Dios mío. La maldita mujer se ha ido. Salió de compras y…
Se abrió la puerta y apareció una elegante dama de alrededor de cincuenta años, ojos oscuros, rostro arrugado y pelo negro entrecano.
– ¿Sí? -dijo con melodioso acento italiano.
– Soy Gregory Halston. Usted me llamó por teléfono.
– Ah, sí. Soy la contessa Marissa Rossi. Pase, per favore.
– Gracias.
Entró en la suite con piernas temblorosas. Sabía que debía dominarse, no mostrarse demasiado ansioso. Si la piedra era satisfactoria, estaría en una posición ventajosa para regatear el precio. Después de todo, él era el experto, y ella la aficionada.
– Tome asiento, por favor.
Halston se sentó.
– Scusi, hablo bastante mal su idioma.
– No, no, al contrario. Es encantador.
– Grazie. ¿Querría tomar un café, un té?
– No, gracias, condesa.
Sentía un nudo en el estómago. ¿Sería demasiado pronto para sacar el tema de la piedra? No pudo aguardar un instante más.
– La esmeralda…
– Ah, sí. La heredé de mi abuela y quería regalársela a mi hija cuando cumpliera los veinticinco, pero mi marido está a punto de iniciar un negocio en Milán, y…
Halston tenía la mente en otra parte. No le interesaba en absoluto la historia familiar de la extraña que tenía ante sus ojos. Ardía en deseos de ver la esmeralda, y no podía soportar el suspenso.
– Es importante ayudar a mi marido a poner su negocio. Quizás esté cometiendo un error…
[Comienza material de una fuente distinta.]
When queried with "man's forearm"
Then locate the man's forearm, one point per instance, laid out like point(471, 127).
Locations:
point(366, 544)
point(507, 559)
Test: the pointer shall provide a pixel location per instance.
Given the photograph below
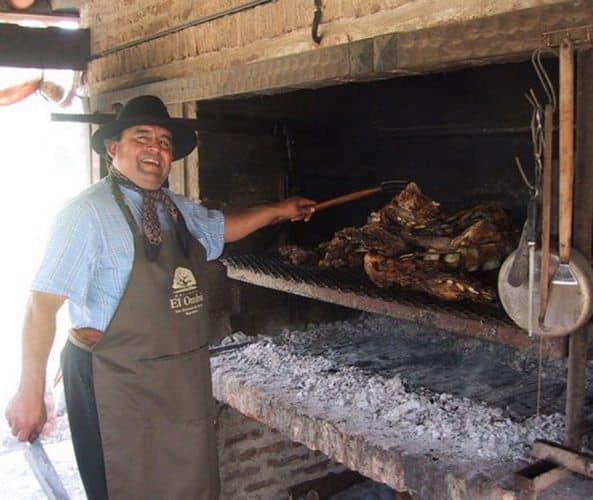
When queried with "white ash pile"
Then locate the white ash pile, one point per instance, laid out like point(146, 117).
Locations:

– No, no -se apresuró a decir Halston-. De ninguna manera, condesa. La obligación de toda mujer es apoyar a su marido. Bueno, ¿dónde está la esmeralda?
– La tengo aquí.
La mujer abrió un cajón de su escritorio, sacó un paquetito de papel de seda y se lo entregó a Halston. Al abrirlo, éste comenzó a temblar de emoción. Estaba contemplando la más exquisita esmeralda colombiana de diez quilates que hubiese visto jamás. Tan parecida era en tamaño y color a la que le había vendido a la texana, que la diferencia resultaba casi imposible de detectar.
No es exactamente la misma -se dijo-, pero sólo un experto lo advertiría.
Hizo girar la piedra para que la luz cayera sobre las bellísimas facetas.
– Es una gema muy bonita.
– Splendente, sí. Me va a costar mucho separarme de ella.
– Usted está haciendo lo correcto. Una vez que rinda sus frutos el negocio de su marido, podrá comprarse todas las que desee.
– Eso es lo que pienso. Es usted molto simpatico.
– Le estoy haciendo un pequeño favor a un amigo, señora condesa. En nuestra joyería tenemos esmeraldas mejores que ésta, pero mi amigo quiere una igual a la que le compró a la esposa. Calculo que estaría dispuesto a pagar hasta sesenta mil dólares por ésta.
La condesa lanzó un suspiro.
– Mi abuela se revolvería en su tumba si la vendiera en sólo sesenta mil dólares.
Halston frunció los labios y luego sonrió. Podía darse el lujo de ofrecer más.